Bis dahin wurde Groß Iser totgeschwiegen. „Viele hier in Bad Flinsberg haben bis heute überhaupt nicht gewusst, dass es dort oben am Gebirgskamm dieses Dorf gab“, erzählt Arleta Wolanin in fehlerfreiem Deutsch. Die Germanistin aus Luban (Lauban) arbeitet als Deutschlehrerin am Bad Flinsberger Gymnasium. Als sie voriges Jahr als Dolmetscherin beim Heimattreffen der ehemaligen Bad Flinsberger dabei war, hat sie selber erst davon erfahren.

„Man kann doch nicht so tun, als hätte es diesen Ort gar nicht gegeben“, sagt die 35-Jährige. „Die Geschichte gehört doch dazu.“ Gemeinsam mit Günter Möhwald hatte sie die Idee für die Schilder im Wald. Möhwald, der nach der Vertreibung 1945 in Eckartsberg bei Zittau sein neues Zuhause fand, besorgte das Material und Kontakte zu den ehemaligen deutschen Einwohnern.

Schilder mit Hausnummern

„Es war richtig toll, mit wie viel Eifer sich die Schüler in das Projekt gestürzt haben“, erzählt Arleta Wolanin. Sie haben mit Zeitzeugen gesprochen, sind die anderthalb Stunden Fußweg hinauf gewandert, haben Bilder gemacht, historisches Material durchgearbeitet und eine Ausstellung in der Schule gestaltet. Viele Einwohner von Swieradow Zdroi haben sie gesehen.

Sie haben gelesen, dass die Siedlung nach der Vertreibung ihrer Bewohner 1945 von der roten Armee in Brand gesteckt worden war und dass all das, was danach noch übrig blieb, Anfang der 50er Jahre bei einem Manöver der polnischen Armee restlos in Trümmer gelegt wurde. Bis auf ein einziges Haus: Die neue Schule, die erst 1938 gebaut worden war. Sie diente als Unterkunft für die Soldaten und musste verschont bleiben. Die Schule ist heute eine Herberge, die bei Fernwanderern beliebte Chatka Górzystów, einsam gelegen am Rande des Hochmoores und nur noch über einen Wanderweg zugänglich.

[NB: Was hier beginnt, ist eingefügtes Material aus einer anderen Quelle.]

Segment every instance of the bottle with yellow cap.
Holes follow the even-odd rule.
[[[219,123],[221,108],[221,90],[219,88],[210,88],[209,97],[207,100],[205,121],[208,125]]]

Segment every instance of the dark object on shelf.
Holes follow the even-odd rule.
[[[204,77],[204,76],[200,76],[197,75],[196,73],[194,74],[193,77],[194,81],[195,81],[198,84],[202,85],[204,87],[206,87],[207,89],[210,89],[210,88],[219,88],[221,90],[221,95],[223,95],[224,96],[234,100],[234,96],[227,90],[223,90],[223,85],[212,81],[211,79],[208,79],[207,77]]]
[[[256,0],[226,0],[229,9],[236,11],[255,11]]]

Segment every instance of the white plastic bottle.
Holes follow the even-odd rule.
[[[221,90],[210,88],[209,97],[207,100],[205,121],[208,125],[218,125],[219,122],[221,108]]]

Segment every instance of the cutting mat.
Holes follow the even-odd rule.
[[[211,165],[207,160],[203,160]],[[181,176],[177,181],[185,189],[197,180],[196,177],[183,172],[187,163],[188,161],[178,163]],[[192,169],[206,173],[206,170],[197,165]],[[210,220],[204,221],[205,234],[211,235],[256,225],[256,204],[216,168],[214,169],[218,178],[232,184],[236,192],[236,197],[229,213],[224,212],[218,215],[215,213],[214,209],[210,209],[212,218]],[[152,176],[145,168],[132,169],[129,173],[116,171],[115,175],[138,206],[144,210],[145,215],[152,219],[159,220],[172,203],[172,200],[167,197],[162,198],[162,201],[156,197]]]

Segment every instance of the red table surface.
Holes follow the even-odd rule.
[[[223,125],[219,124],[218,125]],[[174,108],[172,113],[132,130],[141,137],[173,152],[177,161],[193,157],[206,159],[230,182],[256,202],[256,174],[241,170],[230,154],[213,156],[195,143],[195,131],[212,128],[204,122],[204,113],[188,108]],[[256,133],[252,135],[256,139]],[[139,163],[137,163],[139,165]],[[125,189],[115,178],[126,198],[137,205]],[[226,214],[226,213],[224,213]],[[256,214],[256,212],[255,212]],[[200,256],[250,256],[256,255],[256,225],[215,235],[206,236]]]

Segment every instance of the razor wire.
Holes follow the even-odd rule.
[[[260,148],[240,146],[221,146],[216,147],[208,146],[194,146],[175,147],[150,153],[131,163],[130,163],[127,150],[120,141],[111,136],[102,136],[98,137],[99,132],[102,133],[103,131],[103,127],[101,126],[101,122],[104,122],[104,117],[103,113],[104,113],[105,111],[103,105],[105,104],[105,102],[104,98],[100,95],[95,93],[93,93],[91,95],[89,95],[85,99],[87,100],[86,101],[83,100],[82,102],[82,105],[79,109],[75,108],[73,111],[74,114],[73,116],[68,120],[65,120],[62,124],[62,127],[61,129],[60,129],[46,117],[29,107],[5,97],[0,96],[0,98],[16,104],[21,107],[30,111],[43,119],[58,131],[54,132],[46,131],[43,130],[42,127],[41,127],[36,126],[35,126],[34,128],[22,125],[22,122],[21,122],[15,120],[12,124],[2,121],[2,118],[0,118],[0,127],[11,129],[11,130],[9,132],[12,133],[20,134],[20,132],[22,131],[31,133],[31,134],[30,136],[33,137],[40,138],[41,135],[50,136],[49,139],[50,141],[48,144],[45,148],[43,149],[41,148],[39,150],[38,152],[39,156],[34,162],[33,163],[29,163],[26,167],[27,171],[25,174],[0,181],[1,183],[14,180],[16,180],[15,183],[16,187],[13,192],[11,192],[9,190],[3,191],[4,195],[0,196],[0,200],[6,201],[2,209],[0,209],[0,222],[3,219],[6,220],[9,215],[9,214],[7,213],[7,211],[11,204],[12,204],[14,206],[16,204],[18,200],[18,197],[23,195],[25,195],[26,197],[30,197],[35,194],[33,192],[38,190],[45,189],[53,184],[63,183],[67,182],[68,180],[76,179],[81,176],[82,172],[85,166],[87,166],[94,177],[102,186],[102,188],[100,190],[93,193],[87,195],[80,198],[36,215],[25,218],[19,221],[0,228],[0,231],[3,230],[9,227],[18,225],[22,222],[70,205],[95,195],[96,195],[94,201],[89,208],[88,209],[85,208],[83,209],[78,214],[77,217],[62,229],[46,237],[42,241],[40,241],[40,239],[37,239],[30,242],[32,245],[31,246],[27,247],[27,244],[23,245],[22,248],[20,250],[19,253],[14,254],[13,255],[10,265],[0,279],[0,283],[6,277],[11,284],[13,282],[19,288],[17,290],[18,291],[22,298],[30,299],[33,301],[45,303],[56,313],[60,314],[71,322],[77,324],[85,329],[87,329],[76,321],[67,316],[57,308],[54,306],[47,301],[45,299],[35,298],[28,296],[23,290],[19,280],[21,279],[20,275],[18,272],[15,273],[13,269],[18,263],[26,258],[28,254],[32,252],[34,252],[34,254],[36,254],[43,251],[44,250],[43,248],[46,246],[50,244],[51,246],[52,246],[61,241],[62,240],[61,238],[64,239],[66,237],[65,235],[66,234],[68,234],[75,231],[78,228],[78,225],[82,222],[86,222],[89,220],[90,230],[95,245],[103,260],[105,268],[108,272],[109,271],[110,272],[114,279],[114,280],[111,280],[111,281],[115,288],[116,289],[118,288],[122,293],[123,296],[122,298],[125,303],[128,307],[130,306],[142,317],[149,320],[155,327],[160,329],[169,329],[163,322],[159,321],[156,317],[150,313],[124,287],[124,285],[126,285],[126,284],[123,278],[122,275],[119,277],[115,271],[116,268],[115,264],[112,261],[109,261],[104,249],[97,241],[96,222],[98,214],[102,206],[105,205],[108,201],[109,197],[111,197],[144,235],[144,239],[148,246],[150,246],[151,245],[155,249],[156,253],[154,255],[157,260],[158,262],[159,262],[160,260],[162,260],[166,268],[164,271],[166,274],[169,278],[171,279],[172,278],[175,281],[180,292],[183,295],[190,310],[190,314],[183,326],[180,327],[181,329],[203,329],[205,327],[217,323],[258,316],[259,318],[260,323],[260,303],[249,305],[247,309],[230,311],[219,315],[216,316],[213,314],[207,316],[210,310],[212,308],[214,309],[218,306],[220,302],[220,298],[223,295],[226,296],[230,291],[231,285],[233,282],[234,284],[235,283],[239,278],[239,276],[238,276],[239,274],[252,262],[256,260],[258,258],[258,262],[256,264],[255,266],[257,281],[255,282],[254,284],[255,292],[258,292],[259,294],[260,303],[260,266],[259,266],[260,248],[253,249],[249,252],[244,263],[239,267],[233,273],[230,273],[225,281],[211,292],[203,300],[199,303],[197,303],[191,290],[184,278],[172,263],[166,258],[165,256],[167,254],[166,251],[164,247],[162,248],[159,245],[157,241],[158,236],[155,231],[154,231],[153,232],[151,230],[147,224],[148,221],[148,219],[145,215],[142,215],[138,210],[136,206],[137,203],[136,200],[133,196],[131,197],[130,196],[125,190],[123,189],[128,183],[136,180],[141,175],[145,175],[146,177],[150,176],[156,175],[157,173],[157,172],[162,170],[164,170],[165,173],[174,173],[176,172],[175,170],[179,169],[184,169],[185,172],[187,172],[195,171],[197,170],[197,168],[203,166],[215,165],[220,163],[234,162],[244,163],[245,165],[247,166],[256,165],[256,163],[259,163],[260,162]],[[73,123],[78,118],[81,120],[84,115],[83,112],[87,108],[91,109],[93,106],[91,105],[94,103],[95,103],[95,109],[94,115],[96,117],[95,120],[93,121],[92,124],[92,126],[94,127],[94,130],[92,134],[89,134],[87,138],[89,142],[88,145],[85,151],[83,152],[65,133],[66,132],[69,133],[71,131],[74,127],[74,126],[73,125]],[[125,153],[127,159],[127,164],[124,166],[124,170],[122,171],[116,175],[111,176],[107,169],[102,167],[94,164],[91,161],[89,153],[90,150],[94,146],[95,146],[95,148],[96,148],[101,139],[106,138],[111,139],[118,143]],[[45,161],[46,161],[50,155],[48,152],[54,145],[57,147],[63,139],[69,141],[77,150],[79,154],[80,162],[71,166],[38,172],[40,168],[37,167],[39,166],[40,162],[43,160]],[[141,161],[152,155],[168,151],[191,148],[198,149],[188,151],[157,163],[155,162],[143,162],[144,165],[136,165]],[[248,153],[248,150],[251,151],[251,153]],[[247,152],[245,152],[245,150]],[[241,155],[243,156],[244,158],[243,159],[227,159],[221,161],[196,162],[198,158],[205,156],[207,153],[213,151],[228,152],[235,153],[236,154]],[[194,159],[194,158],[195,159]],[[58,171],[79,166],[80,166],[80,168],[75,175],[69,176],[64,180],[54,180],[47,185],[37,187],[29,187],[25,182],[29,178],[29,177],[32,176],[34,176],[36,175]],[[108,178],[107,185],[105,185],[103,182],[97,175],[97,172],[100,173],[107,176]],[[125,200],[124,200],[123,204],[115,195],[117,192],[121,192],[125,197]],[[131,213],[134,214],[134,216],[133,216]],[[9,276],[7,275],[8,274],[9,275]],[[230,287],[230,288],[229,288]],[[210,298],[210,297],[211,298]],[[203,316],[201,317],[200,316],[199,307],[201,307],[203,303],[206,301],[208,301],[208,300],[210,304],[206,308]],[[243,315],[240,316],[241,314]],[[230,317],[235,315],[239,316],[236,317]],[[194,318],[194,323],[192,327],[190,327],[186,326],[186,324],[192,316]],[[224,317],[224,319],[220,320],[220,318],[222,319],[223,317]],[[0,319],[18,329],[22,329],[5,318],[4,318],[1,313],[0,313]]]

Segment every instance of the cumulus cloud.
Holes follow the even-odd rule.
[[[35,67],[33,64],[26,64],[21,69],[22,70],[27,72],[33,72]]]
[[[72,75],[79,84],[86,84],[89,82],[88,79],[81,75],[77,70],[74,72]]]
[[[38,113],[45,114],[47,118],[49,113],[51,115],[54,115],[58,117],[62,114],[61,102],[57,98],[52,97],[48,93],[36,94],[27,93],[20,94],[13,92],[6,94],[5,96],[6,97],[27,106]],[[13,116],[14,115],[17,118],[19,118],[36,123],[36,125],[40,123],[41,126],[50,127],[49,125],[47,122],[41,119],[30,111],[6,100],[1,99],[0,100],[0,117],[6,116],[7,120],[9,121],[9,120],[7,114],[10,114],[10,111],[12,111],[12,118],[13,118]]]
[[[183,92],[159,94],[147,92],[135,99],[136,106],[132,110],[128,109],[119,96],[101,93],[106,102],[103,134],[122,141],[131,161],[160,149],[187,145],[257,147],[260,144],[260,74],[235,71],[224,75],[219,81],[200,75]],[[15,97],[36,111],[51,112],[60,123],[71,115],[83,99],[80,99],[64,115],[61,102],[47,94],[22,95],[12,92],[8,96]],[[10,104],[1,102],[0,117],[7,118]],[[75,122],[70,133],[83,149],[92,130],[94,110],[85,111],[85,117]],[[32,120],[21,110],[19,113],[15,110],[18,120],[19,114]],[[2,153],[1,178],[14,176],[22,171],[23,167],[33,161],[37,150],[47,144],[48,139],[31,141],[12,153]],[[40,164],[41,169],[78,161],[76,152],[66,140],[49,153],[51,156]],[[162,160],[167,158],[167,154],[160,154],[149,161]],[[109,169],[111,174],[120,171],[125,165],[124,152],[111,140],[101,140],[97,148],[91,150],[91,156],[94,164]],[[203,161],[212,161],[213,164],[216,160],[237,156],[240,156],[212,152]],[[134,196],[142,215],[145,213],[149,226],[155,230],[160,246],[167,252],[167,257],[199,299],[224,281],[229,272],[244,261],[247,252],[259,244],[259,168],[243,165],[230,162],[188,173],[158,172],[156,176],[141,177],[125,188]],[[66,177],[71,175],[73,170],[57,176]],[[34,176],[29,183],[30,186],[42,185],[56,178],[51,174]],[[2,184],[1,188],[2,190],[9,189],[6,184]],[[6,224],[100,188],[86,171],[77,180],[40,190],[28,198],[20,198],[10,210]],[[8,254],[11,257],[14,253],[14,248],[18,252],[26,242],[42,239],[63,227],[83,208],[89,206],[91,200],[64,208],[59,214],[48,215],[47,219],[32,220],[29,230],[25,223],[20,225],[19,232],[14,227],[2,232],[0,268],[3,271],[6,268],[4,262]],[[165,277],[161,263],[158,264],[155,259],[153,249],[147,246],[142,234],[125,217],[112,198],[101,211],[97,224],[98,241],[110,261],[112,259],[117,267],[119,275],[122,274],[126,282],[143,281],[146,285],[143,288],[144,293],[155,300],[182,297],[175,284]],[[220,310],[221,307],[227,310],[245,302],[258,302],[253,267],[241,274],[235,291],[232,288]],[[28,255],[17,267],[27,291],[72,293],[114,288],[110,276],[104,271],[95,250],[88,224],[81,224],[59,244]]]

„Die Schüler haben gestaunt“, erzählt die engagierte Lehrerin. „Sie wussten alle nicht, dass es hier zum Beispiel eine Sprungschanze gab und eine Rodelbahn, dass aus Groß Iser auch mal eine Europa-Meisterin im Rodeln kam.“

„Wir haben einen weißen Fleck in der Geschichte beseitigt“, sagt eine Schülerin stolz. Die 16-Jährige kann auch schon sehr gut Deutsch. Sie war schon mal zum Schüleraustausch an der Mittelschule in Seifhennersdorf und hat bei einer Gastfamilie gewohnt. Und jedes Jahr macht sie mit beim gemeinsamen Volleyball-Turnier mit den Seifhennersdorfern und Schülern aus dem tschechischen Rumburk (Rumburg). Beim letzten Mal haben die Polen gewonnen.

Schritte gegen Vorurteile

„Das sind alles kleine Schritte gegen die Vorurteile“, sagt Arleta Wolanin. Sie ist froh, dass sie etwas tun konnte: Für Günter Möhwald, der die Tränen unterdrücken musste, als er bei seinem letzten Besuch „dort oben auf der Iser“ die jungen Leute und die Schilder sah. Und für die Zukunft dieser von der Geschichte so schwer gezeichneten Region, die ihre Schüler eines Tages gestalten werden. Ohne Vorurteile und mit dem Wissen um die Vergangenheit.